FFS: The Warcore Trend Is Here To Overthrow Your Wardrobe
FFS – For Fashion’s Sake – is a new column that picks the threads of directional, divisive menswear. From the omnihype of luxury streetwear to the foibles of designers’ trippiest fever dreams, these are the bleeding-edge trends to cop or scoff at right now
In times of geopolitical or economic uncertainty, people start to dress for the occasion. Whenever the world is teetering on the edge of Cold War 2, you can be pretty certain there will be camo prints at fashion week. If there’s going to be tanks rolling down New Bond Street, then you might as well look the part.
The warcore trend is fashion’s angst-ridden response to rolling headlines about yellow vest protests, alt right violence and war games in the South China Sea. Like a special ops unit of streetwear, this menswear division sees recruits dressed head-to-toe in combat threads, and we’re not talking about long-welcomed military pieces like a bomber jacket. For SS19, it’s all about mid-layers that look like bomb vests. Balaclavas on the runway. Accessories that could just as easily carry spare rounds of ammunition as your keys and wallet.
The correlation between conflict and fashion isn’t always exact (we didn’t all start dressing in faux-body armour as soon as the Harriers took off for Baghdad in 2003), but the influence of a society on the verge of violence often manifests in street style and catwalk fashion.

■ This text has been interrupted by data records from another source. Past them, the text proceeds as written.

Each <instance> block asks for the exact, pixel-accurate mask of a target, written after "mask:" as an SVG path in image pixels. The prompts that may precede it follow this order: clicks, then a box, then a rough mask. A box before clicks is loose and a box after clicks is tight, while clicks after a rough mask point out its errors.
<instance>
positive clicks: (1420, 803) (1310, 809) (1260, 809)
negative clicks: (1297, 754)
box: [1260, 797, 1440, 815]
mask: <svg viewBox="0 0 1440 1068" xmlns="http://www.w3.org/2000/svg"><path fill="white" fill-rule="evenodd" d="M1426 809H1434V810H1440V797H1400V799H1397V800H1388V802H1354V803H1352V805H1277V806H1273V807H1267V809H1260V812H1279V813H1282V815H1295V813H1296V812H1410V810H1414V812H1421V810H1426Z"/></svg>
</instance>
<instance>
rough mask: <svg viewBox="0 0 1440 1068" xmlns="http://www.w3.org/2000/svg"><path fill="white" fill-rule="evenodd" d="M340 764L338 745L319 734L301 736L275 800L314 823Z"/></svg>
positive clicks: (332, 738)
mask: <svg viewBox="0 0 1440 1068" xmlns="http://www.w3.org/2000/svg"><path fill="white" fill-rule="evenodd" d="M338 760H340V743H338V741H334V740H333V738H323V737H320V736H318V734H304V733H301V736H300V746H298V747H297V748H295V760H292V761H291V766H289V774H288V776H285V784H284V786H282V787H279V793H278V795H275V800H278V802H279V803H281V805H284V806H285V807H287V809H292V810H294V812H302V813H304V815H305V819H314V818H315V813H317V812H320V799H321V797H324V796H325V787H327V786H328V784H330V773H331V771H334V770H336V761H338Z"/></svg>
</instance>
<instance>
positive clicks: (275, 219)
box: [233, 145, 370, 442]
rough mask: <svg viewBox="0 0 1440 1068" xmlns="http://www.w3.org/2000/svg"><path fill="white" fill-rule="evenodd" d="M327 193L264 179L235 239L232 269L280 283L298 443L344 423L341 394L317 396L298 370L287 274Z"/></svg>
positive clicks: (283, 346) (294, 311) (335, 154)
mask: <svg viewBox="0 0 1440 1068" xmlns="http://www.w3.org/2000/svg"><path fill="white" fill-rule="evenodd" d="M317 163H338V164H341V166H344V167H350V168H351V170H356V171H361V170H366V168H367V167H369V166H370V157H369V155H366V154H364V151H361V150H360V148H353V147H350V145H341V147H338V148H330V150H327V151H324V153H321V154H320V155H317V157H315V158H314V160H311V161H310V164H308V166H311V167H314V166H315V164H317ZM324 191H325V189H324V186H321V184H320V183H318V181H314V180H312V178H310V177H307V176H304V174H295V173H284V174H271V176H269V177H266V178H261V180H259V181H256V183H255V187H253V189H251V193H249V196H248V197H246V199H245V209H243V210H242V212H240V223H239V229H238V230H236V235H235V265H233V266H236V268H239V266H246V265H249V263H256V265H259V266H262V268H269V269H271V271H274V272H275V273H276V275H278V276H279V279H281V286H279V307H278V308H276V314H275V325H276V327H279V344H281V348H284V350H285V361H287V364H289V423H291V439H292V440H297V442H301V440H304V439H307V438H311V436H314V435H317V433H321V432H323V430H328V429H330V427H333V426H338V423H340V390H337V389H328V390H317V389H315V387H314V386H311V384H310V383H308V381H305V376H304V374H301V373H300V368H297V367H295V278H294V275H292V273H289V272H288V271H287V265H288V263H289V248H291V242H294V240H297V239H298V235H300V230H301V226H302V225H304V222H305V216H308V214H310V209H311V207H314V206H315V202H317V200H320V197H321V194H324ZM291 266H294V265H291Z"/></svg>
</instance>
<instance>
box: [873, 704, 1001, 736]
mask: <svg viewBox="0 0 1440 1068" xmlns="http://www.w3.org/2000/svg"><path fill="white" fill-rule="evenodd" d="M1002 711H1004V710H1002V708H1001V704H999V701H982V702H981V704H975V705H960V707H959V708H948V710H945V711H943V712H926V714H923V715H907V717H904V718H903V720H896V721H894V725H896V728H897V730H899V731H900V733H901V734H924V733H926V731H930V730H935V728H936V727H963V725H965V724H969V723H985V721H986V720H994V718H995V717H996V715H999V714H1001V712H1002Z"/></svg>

The most famous (and of course, the most over-used) example of this relationship between style and discontent is the advent of punk – when a nation gripped by recession, politicised street violence, a three day week and a gravedigger’s strike came up with a tattered, bomb-site aesthetic that would go on to become one of the great touchstones for visual culture the world over.
Some years later, long-standing army surplus store Laurence Corner became an unlikely mecca for trendy young Londoners looking for striking, but durable clobber to navigate a fractured city in. Leather coats, ribbed knit jumpers, combat fatigues, MA1 jackets and carefully placed rips and tears have hardly spent a season out of vogue since.